I would be really curious why he says it does not stay in suspension. It may explain something else that I am working on that is not working the way I anticipated.Two analogies I am thinking of are a snow globe. You shake it and the little bits float around a long time then sink. Lava lamp where heat raises the bloob in the oil . I guess you would need to know if the sludge expands more than the oil, yup pretty sure I don't know that.ouich
 

·
Registered
Joined
·
3,605 Posts
I would be really curious why he says it does not stay in suspension. It may explain something else that I am working on that is not working the way I anticipated.Two analogies I am thinking of are a snow globe. You shake it and the little bits float around a long time then sink. Lava lamp where heat raises the bloob in the oil . I guess you would need to know if the sludge expands more than the oil, yup pretty sure I don't know that.ouich
Some sludge could possibly be attached to parts of the motor or trapped in smaller passages and a good flushing of the engine with ATF or other engine flushing agents can get them loose. Either methods mentioned here can't really do anything about that. I used to flush my other car regularly before an oil change. Does anyone do that in their S62? I'm worried about seals getting damaged.
 

·
Premium Member
Joined
·
13,589 Posts
Some sludge could possibly be attached to parts of the motor or trapped in smaller passages and a good flushing of the engine with ATF or other engine flushing agents can get them loose. Either methods mentioned here can't really do anything about that. I used to flush my other car regularly before an oil change. Does anyone do that in their S62? I'm worried about seals getting damaged.
I mentioned it a few posts up. I do it every 30k miles. Pour in 1qt 200mi or so before an oil change and use an extractor to change the oil when it's hot.

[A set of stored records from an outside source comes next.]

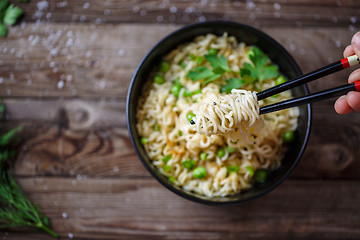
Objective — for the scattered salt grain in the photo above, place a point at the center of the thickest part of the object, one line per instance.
(86, 5)
(64, 215)
(122, 52)
(60, 84)
(277, 6)
(173, 9)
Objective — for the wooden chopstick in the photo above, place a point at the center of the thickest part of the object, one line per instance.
(321, 72)
(330, 93)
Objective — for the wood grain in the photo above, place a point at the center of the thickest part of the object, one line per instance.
(90, 138)
(325, 13)
(62, 60)
(121, 208)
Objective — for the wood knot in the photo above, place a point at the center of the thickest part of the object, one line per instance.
(81, 115)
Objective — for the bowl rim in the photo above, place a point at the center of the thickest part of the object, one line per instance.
(182, 193)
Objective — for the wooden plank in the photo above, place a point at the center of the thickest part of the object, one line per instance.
(327, 13)
(90, 138)
(121, 208)
(84, 60)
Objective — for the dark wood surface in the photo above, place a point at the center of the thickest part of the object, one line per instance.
(64, 75)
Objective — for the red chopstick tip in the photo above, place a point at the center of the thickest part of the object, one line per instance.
(345, 63)
(357, 86)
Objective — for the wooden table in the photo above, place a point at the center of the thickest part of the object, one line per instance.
(64, 76)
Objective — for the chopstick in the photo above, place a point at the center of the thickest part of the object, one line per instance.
(333, 92)
(321, 72)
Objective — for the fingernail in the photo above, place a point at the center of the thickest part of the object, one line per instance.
(356, 41)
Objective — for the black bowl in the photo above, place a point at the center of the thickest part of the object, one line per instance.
(250, 36)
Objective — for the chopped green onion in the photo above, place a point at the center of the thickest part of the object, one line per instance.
(188, 93)
(281, 79)
(3, 30)
(144, 140)
(166, 168)
(213, 51)
(260, 175)
(233, 168)
(164, 66)
(159, 79)
(166, 158)
(199, 60)
(156, 127)
(171, 179)
(203, 156)
(199, 172)
(288, 136)
(197, 92)
(190, 116)
(189, 164)
(231, 149)
(250, 170)
(221, 152)
(182, 64)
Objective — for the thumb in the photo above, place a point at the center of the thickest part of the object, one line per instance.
(355, 42)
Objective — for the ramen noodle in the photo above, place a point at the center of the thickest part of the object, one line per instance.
(198, 116)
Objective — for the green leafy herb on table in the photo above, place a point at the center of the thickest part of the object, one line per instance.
(9, 14)
(16, 208)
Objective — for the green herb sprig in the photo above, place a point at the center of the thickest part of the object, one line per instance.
(9, 15)
(16, 210)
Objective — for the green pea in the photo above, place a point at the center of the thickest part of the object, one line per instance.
(156, 127)
(199, 60)
(159, 79)
(175, 90)
(144, 140)
(166, 168)
(199, 172)
(172, 179)
(213, 51)
(260, 175)
(203, 156)
(250, 170)
(281, 79)
(189, 164)
(166, 158)
(231, 149)
(190, 116)
(164, 66)
(288, 136)
(221, 152)
(187, 93)
(182, 64)
(231, 169)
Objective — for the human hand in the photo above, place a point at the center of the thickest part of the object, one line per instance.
(351, 101)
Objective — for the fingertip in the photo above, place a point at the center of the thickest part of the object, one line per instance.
(354, 76)
(349, 50)
(353, 99)
(355, 42)
(341, 106)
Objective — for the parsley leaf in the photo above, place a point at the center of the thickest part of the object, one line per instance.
(12, 13)
(231, 84)
(261, 69)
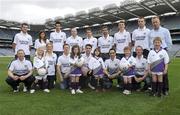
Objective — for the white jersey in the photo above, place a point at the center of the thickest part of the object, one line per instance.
(76, 59)
(40, 62)
(41, 44)
(51, 59)
(165, 36)
(112, 66)
(64, 62)
(95, 63)
(23, 41)
(121, 40)
(141, 66)
(105, 44)
(140, 38)
(92, 41)
(58, 39)
(130, 61)
(20, 67)
(74, 41)
(157, 60)
(86, 59)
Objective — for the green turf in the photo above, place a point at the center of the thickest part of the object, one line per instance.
(59, 102)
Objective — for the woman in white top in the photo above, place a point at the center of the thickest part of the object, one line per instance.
(158, 60)
(42, 41)
(97, 67)
(76, 62)
(51, 59)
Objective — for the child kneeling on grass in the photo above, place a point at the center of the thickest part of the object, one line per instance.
(40, 67)
(128, 62)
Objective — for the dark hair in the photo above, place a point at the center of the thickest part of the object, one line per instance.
(58, 23)
(21, 50)
(88, 29)
(122, 21)
(65, 45)
(24, 24)
(103, 27)
(139, 47)
(98, 51)
(127, 48)
(40, 36)
(88, 45)
(72, 52)
(112, 49)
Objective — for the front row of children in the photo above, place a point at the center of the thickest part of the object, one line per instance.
(131, 71)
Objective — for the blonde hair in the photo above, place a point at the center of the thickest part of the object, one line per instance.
(157, 39)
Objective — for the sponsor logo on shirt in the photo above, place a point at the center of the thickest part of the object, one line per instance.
(121, 40)
(23, 42)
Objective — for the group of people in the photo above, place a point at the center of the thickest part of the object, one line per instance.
(96, 63)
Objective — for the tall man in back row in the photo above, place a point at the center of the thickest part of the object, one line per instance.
(23, 41)
(140, 37)
(164, 34)
(58, 38)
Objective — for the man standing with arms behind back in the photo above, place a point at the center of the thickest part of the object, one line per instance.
(164, 34)
(23, 41)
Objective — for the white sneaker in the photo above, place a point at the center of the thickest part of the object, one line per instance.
(73, 91)
(32, 91)
(128, 92)
(89, 85)
(25, 89)
(15, 91)
(46, 90)
(79, 91)
(117, 85)
(125, 92)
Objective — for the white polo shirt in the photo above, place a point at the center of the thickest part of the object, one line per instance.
(23, 41)
(131, 61)
(39, 44)
(40, 62)
(92, 41)
(159, 59)
(64, 62)
(86, 59)
(74, 41)
(140, 38)
(95, 63)
(165, 36)
(141, 66)
(51, 59)
(112, 65)
(58, 39)
(121, 39)
(20, 67)
(105, 44)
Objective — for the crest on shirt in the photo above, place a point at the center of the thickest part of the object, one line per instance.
(161, 56)
(25, 66)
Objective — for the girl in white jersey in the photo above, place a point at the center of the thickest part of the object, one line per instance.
(76, 62)
(42, 41)
(158, 60)
(40, 63)
(97, 67)
(129, 72)
(51, 59)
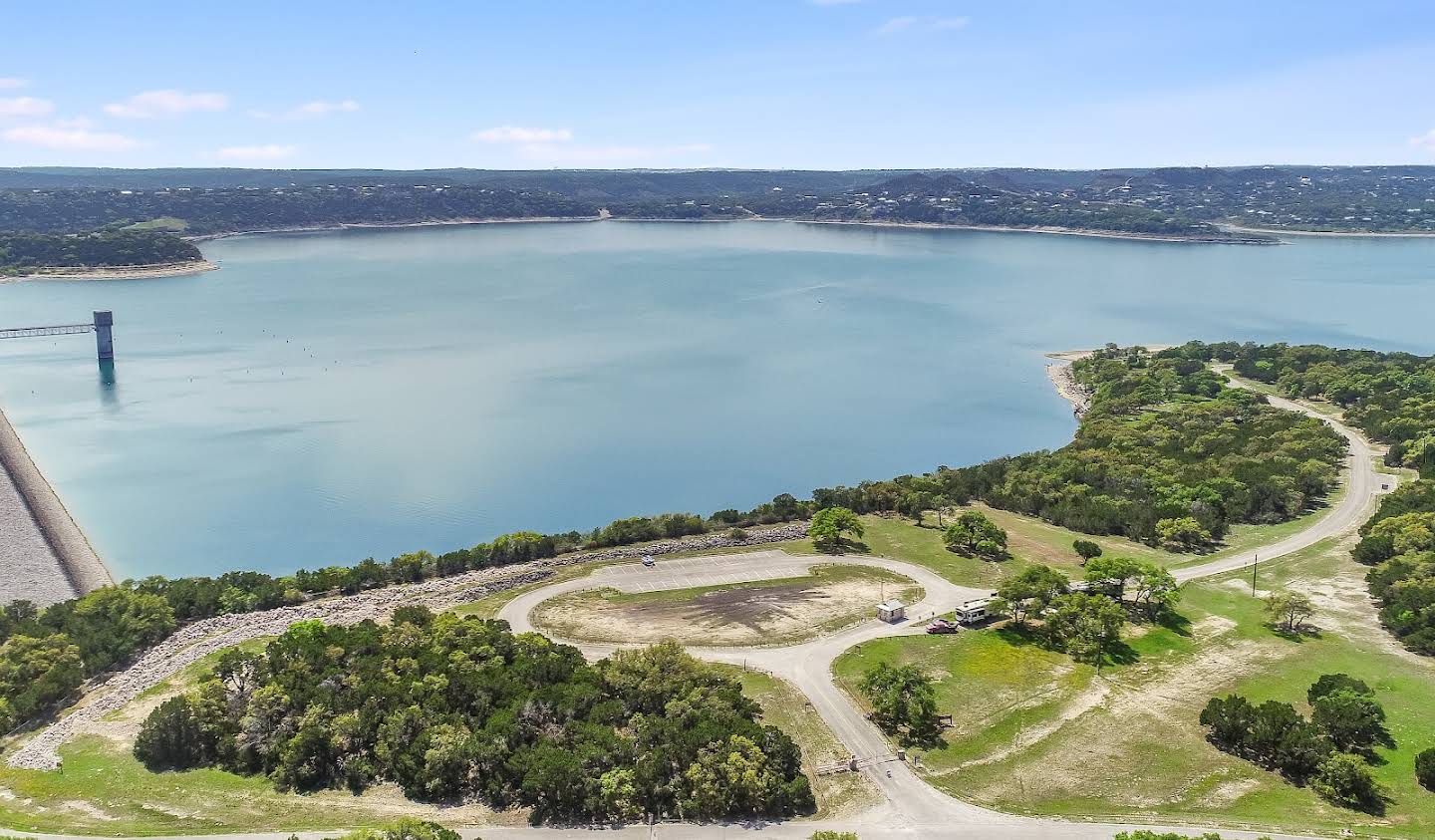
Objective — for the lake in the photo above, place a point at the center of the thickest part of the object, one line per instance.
(329, 397)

I use this one: Jabsco Flat Tank Oil Changer System, Model# 17860-1012 | Oil Extractors | Northern Tool + Equipment
 

·
Registered
Joined
·
10,355 Posts
I do it every 30k miles. Pour in 1qt 200mi
ATF or a cleaner ? If cleaner which one? I have way to much colour shortly after an oil change. I was going to use ATF but am a bit concerned that it is about a 10 weight oil maybe even less. It flows up here in the cold when no other will, maybe that is a good thing don't know.
 

·
Premium Member
Joined
·
13,589 Posts
ATF or a cleaner ? If cleaner which one? I have way to much colour shortly after an oil change. I was going to use ATF but am a bit concerned that it is about a 10 weight oil maybe even less. It flows up here in the cold when no other will, maybe that is a good thing don't know.

ATF. I use the Castrol Dextron/MerconIII blend.